Eddie came up with what I hope is a brilliant top basin design; we won’t know until we get the chance to turn the water on. He fashioned the basin shelf completely out of concrete and rebar to include using a form to make the lip behind which the water will collect before spilling out and over it to the surface of the pond about five feet below.

Edgar showed up late in the afternoon and I set him to work drilling the holes into the drip pipe. I urged him to do this quickly as we couldn’t finish the stone work at the top of the wall until he did. By the time he completed that task and we had the final stone wired, braced and mortared into place it was too dark to take any photos.
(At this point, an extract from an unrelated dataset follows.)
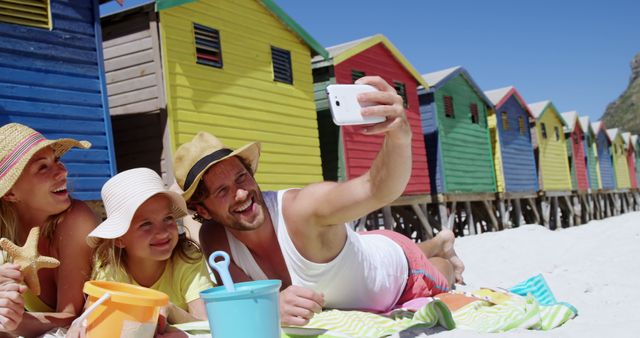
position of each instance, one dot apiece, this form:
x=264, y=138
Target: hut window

So the pics here do not show the actual state of the project.

We have been using stones and rocks from the nearby Abakan River bed, which is only a few hundred meters from here. But when it came time to finish the final stone work, none of the river stones we had left on hand would suffice; at least not as far as I was concerned. I wanted a couple of long flat ones but all the stones from the river tend to be round, smooth and bulbous. Something compelled me to take a walk around the yard; after one lap it came to me that we should just borrow the stones we needed from the rock gardens. Within moments I had THE two perfect stones in both size, shape and as a bonus, they have an interesting dark green color. Yes! I love it when a plan comes together.

Tomorrow is a “no power in the morning” day. Whenever the grid requires any work at all, the power must go off. They still haven’t learned how to work on the lines with power running through them as is done back home. I’m not complaining too much though, since we’ve come a long way since I got here in ’02. Back then, it wasn’t unusual to experience brown outs that lasted 8, 9, even 12 hours. These days we lose it for only 3 or 4 hours at a time only two or three times a month. I’m actually staying up late tonight (it’s now 4:27 AM) with the idea that I will hopefully sleep through much of the outage. Sigh…
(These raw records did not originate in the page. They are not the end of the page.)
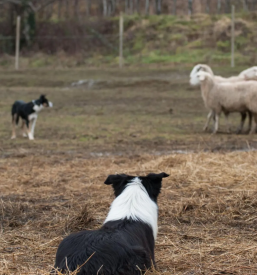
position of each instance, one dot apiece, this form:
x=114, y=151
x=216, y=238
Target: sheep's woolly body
x=228, y=97
x=248, y=74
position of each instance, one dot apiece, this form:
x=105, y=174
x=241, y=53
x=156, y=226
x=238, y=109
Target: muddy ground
x=133, y=121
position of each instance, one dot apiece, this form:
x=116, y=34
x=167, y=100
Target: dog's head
x=152, y=183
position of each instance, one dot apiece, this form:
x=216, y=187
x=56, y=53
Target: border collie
x=125, y=243
x=28, y=113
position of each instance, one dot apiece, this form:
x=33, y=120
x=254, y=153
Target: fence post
x=233, y=37
x=17, y=43
x=121, y=40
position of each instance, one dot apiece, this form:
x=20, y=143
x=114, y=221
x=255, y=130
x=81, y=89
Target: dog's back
x=114, y=249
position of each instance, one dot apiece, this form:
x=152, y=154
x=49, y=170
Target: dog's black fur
x=124, y=246
x=23, y=110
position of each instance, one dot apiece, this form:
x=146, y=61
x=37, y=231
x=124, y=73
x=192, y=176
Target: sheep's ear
x=112, y=179
x=158, y=176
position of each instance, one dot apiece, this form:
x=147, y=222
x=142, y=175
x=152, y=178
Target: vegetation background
x=65, y=33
Edgar will stop by tomorrow (he says) and will finish up the last bit of plumbing. I’d like him to drill the final drip holes in the top basin as well, but that won’t be possible if power is out.

Another great idea occurred to me when I saw the good quality and beauty of the smaller river stones, the ones about the size of a fist and smaller. Once they assured me that the supply of these stones is inexhaustible that’s when I decided to scrape up the top three or four inches of soil from the birdcage to the fishpond and around the path to the other side of the mango tree, and then replace the removed soil with a layer of small Abakan stones. That will help with rain water drainage, and landscaping wise, it will tie the pond to the house. It’s going to look great when it’s all done.